The only positive aspect was that cash flow was stable with working capital flat and capex down 20%.  The fixed charges (including rent) cover skimmed across the line at 1.59X versus the required covenant of 1.5X.  A renewed facility has tighter terms than before, but does see the group through to 2021, subject to meeting the criteria.

It is now up to the new management team to resurrect the group. The CEO is ex House of Fraser, while more recently has been consulting in the US.  The suggested plan to revive the group is somewhat generic - improving customer experience in store, simplifying the business model and getting the brand proposition right. Online sales, at 7.7% of total, are a bright spot and likely be a major point of focus.

  • It is hard not to conclude that the challenges for this business lie ahead as much as they are behind. Yet recently a small number of ‘old style’ global retailers have regained their footing. In the adage, its not over until the fat lady sings, the outcome is not evident yet, but we are nearer the conclusion.

Given the anniversary of the global financial crisis as benchmarked by the collapse of Lehmann Brothers, we have reflected on some equity returns over the past 10 years.

Few would have made a case for three telecommunications companies to be in the top 20 performing stocks in the past month and the sector is now in the lead for this quarter with a 17% return. It barely makes up for the sequential underperformance of the past year but is an example how quickly judgement of conditions can change. Even over a 10-year time frame, telco’s has been a better ‘set and forget’ index outcome than resources. But that does not mean holding Telstra was the answer, it is the newer telco stocks that have kept the sector alive.

Resource stocks are invariably more volatile than other sectors and within specific time frames would have been on top of the list. To participate, it would have required a hefty weight towards stocks such as Northern Star, Sandfire or Syrah rather than BHP or RIO.

A similar argument applies to the financial sector. It has outperformed the ASX200 over the 10 years, but only due to stellar performance from stocks such as Challenger and Macquarie Group rather than the major banks.
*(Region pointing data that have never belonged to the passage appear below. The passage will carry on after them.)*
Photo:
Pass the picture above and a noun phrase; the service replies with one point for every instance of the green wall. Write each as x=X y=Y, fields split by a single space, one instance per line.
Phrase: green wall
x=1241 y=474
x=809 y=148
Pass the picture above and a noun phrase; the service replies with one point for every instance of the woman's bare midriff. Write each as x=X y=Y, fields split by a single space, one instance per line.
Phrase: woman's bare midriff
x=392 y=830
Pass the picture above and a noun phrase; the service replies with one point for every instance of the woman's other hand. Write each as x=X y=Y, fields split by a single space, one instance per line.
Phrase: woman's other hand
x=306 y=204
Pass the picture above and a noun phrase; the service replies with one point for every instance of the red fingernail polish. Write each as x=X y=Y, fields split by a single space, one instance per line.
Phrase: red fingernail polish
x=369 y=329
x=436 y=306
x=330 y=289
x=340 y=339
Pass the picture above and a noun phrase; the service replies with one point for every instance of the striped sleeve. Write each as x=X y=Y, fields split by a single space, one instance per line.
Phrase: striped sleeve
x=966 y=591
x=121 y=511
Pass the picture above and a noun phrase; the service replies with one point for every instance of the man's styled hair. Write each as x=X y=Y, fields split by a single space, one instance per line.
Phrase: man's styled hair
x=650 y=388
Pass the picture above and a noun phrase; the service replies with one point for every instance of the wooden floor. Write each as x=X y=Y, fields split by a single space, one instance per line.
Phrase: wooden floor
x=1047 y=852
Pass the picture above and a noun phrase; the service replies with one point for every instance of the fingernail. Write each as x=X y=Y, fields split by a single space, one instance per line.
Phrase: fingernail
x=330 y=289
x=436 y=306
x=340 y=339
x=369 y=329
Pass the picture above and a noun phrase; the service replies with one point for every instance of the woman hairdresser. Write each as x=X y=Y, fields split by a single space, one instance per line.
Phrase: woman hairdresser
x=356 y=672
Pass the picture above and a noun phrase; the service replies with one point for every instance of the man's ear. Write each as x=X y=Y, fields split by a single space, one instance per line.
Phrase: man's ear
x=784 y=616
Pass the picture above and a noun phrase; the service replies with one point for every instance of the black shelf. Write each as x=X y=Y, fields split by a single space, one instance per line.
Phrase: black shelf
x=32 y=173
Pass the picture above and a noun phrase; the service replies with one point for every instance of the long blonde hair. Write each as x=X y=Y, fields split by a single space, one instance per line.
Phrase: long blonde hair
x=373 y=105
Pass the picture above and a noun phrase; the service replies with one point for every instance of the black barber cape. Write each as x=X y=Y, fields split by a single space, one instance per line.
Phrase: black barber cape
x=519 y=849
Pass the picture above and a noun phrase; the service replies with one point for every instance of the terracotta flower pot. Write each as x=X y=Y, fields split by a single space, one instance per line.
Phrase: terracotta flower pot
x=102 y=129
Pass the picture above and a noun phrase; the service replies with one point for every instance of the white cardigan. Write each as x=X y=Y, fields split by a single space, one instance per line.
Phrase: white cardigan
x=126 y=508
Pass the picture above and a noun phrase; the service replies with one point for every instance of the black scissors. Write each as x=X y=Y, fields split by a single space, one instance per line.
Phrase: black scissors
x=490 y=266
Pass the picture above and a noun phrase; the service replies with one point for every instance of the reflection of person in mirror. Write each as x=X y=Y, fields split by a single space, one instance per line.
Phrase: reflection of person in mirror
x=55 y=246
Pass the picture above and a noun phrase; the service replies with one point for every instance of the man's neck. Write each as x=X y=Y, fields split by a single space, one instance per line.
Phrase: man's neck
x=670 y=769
ASX200 Accumulation and selected sector rolling returns

Source: Bloomberg, ASX

Healthcare has been the cure for any equity malaise over the past decade. Yet, the path has been much more variable than many would recollect. The sector held up well through the depth of the 2008/9 sell off, but only marked time during the strong recovery into the following years. There have been a number of periods healthcare has underperformed the ASX200 index or merely held pace.

Monthly 1-year rolling returns

Source: Bloomberg, Escala Partners

The take-out from these comments is that we do believe long term investing is a critical part of participating in equity markets, but that the oversight of stocks in a portfolio is just as important. The invariable flaws are stocks held due only to tax considerations or familiarity.  Actively managed  direct (and hopefully with tax consequences which implies a gain) or SMA’s/managed funds are, in our view, the optimal portfolio for Australian equities. Passive suffers from sector and stock weightings biases that are hard to screen out.

A final comment is in the debate between global and local equity markets. One key feature of the consequences of the 2008/9 period was the substantial capital raised by local companies with unsustainable debt levels and the inadequate capital ratios in the financial sector. This is evident in the differential between the ASX200 price index and the ASX200 market cap index, the latter a function of price plus new capital from investors. Further, the high payout ratio relative to global companies means the accumulation index for the ASX200 is a vastly different experience to the price only index.